O aplicativo TrateCOV, lançado pelo Ministério da Saúde para orientar o enfrentamento da Covid-19, recomenda o que chama de “tratamento precoce” a pacientes que podem ter sido ou não infectados pela doença.
Entre a lista de remédios estão substâncias como cloroquina, azitromicina e ivermectina — nenhuma delas teve a eficácia comprovada no tratamento da Covid-19. A recomendação do aplicativo do ministério para tratamentos de Covid-19 com esses medicamentos foi revelada pelo jornal O Estado de S. Paulo.
A plataforma, que só pode ser usada por médicos ou enfermeiros, sugere os medicamentos para qualquer soma de dois sintomas, ainda que o paciente não tenha tido contato com algum infectado nos últimos 14 dias.
A indicação de uso de cloroquina e antibiótico poderá ser receitada até mesmo a um recém-nascido com diarreia e fadiga. O aplicativo recolhe dados do paciente como idade, peso, altura e comorbidades. A idade, no entanto, não interfere na pontuação de “gravidade” apresentada pelo sistema.

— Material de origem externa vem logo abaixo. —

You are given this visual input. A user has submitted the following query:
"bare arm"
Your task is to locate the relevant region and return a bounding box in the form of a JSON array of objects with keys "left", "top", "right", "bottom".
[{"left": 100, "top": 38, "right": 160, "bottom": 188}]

Caso o médico não recomende o “tratamento precoce” ao paciente, deverá justificar entre as opções: “recusa do paciente”, “contraindicação médica”, ou ainda “falta do medicamento”. Veja:
O que diz o Ministério da Saúde
De acordo com o Ministério da Saúde, o aplicativo foi criado “para auxiliar os profissionais de saúde na coleta de sintomas e sinais de pacientes visando aprimorar e agilizar os diagnósticos da Covid-19”.
Segundo a pasta, “a plataforma traz ao médico cadastrado um ponto a ponto da doença, guiado por rigorosos critérios clínicos, que ajudam a diagnosticar os pacientes com mais rapidez. Depois disso, o TrateCOV sugere algumas opções terapêuticas disponíveis na literatura científica atualizada, sugerindo a prescrição de medicamentos”. A nota, no entanto, não entra em detalhes sobre qual seria essa “literatura científica atualizada”.
Inicialmente, o produto está sendo testado em Manaus. Mais de 340 profissionais de saúde foram cadastrados no aplicativo.
Mudança de discurso
Durante coletiva nesta semana, o ministro da Saúde, Eduardo Pazuello, adotou um tom diferente do presidente Jair Bolsonaro (sem partido), que defende o uso de medicamentos sem comprovação científica contra a Covid-19, como a cloroquina.
“Temos divulgado desde junho o atendimento precoce. Não confundam atendimento precoce com que remédio tomar. Não coloquem isso errado. Nós incentivamos e orientamos que a pessoa doente procure imediatamente um médico. Que o médico faça o diagnóstico. Esse é o atendimento precoce. Que remédios vai prescrever, isso é foro íntimo do médico. O ministério não tem protocolos com isso, não é missão do ministério definir protocolo”, afirmou.
“Atendimento é uma coisa, tratamento é outra. Como leigos, às vezes falamos o nome errado. Mas temos que saber exatamente o que queremos dizer: atendimento precoce”, complementou mais adiante.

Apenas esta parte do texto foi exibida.